What is the first thing you wrote?
The first thing I wrote were poems. I had long thought I was a poet, and had been attracted to the density of images that poems allow, but finally I found they couldn’t contain me. I needed to tell stories, so I then wrote short stories, the first of which was published in Fireweed Quarterly, a Feminist journal in Toronto.
Who do you write for?
I write for an ideal reader – an actual person who is now dead, but who still sits on my shoulder asking certain questions about authenticity and truth. This ideal reader was a renowned, respected and important author and critic, and he became my friend. I write for him because he represents for me the best in literature, in thinking, in humanity and because I always want to write something that he would like to read.
What was the first Caribbean book you read?
A House for Mr. Biswas, quickly followed by the poetry of Martin Carter.
How many Caribbean writers from the 1940s and 50s could you name?
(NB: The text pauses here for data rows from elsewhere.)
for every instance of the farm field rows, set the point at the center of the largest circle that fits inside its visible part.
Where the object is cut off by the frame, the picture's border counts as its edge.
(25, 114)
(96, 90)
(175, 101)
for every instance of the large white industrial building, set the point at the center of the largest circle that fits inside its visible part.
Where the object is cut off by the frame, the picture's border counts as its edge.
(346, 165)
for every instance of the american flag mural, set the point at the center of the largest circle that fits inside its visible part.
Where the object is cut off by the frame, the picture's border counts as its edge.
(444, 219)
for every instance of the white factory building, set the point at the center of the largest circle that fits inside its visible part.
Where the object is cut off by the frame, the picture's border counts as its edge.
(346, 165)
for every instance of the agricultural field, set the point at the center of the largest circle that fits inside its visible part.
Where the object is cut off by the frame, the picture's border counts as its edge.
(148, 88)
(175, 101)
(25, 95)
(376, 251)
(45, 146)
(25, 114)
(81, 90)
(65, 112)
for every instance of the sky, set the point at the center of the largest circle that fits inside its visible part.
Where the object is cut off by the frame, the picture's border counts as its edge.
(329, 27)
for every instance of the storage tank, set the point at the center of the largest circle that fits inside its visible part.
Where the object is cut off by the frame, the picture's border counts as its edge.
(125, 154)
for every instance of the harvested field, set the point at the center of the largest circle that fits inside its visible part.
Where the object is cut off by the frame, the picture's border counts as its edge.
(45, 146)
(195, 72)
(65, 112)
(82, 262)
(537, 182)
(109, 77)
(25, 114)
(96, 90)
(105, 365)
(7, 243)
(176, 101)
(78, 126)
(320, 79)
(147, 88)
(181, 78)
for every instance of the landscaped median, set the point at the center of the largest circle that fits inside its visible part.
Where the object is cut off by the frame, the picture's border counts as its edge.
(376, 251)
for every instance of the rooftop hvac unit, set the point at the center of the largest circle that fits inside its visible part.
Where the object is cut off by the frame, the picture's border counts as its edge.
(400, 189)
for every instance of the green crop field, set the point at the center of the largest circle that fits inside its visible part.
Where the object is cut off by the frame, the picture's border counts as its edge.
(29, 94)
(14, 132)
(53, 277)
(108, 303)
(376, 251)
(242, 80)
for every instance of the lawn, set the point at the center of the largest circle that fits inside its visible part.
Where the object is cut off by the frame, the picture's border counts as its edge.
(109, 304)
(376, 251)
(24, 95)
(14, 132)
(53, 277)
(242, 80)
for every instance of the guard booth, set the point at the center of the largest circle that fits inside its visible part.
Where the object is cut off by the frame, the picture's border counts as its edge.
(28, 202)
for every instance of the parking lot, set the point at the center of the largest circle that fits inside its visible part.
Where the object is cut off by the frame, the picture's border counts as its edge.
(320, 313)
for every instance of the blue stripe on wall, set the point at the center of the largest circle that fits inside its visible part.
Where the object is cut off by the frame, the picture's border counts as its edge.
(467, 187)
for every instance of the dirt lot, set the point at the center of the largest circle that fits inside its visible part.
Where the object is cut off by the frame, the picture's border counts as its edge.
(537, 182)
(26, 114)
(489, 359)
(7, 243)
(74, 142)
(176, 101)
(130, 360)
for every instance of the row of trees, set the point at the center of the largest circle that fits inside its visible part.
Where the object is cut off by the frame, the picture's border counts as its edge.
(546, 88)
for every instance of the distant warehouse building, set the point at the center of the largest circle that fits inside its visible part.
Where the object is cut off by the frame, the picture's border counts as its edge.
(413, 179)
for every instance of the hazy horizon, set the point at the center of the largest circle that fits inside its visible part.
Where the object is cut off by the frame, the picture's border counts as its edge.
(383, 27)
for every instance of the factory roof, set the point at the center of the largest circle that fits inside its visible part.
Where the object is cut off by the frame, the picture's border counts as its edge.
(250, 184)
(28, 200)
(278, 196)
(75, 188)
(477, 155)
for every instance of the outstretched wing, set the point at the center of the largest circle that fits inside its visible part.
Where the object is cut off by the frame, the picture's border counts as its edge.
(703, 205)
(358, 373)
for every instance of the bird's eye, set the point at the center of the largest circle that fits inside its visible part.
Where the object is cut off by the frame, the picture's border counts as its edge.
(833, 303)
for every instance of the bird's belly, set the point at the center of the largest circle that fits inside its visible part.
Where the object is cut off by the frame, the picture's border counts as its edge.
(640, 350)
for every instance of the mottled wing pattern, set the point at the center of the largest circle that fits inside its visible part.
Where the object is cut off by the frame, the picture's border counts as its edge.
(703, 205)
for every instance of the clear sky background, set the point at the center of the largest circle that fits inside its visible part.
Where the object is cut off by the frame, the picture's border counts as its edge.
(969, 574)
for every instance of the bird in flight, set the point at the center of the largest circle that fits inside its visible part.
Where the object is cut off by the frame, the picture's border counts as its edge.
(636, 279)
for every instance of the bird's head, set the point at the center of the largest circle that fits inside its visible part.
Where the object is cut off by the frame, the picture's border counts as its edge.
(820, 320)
All the well known ones – Lamming, Carter, Walcott, Brathwaite, Harris, Naipaul(s), Mittleholzer, Selvon, Fanon… There are many others, but I’m seeing a trend that leads me to your next question.
How many women?
Very good point. Not many women: Louise Bennett, Jean Rhys, Una Marson.
Which writer do you wish you knew more about?
Una Marson, Shiva Naipaul.
What is the earliest piece of Caribbean writing you have read?
Probably poems by Louise Bennett.
Does the Caribbean’s literary past matter to you?
Hugely. I am a product of it; it informs what I have written and will write. And yet I have also drifted away from it and don’t consider myself directly in the lineage of Caribbean writers, but rather formed early on by them. I feel the influence of the wider world, work in translation as well as in English.
Who are our most important writers today?
Dionne Brand, Vahni Capildeo, Marlon James, Caryl Phillips, Jamaica Kincaid.
What are you reading now?
At the moment I am on a jury panel in Canada, so I am loaded with Canadian voices in my head. However, the most recent Caribbean writer I have read is Leone Ross’ book of short stories, Come Let Us Sing Anyway. Excellent.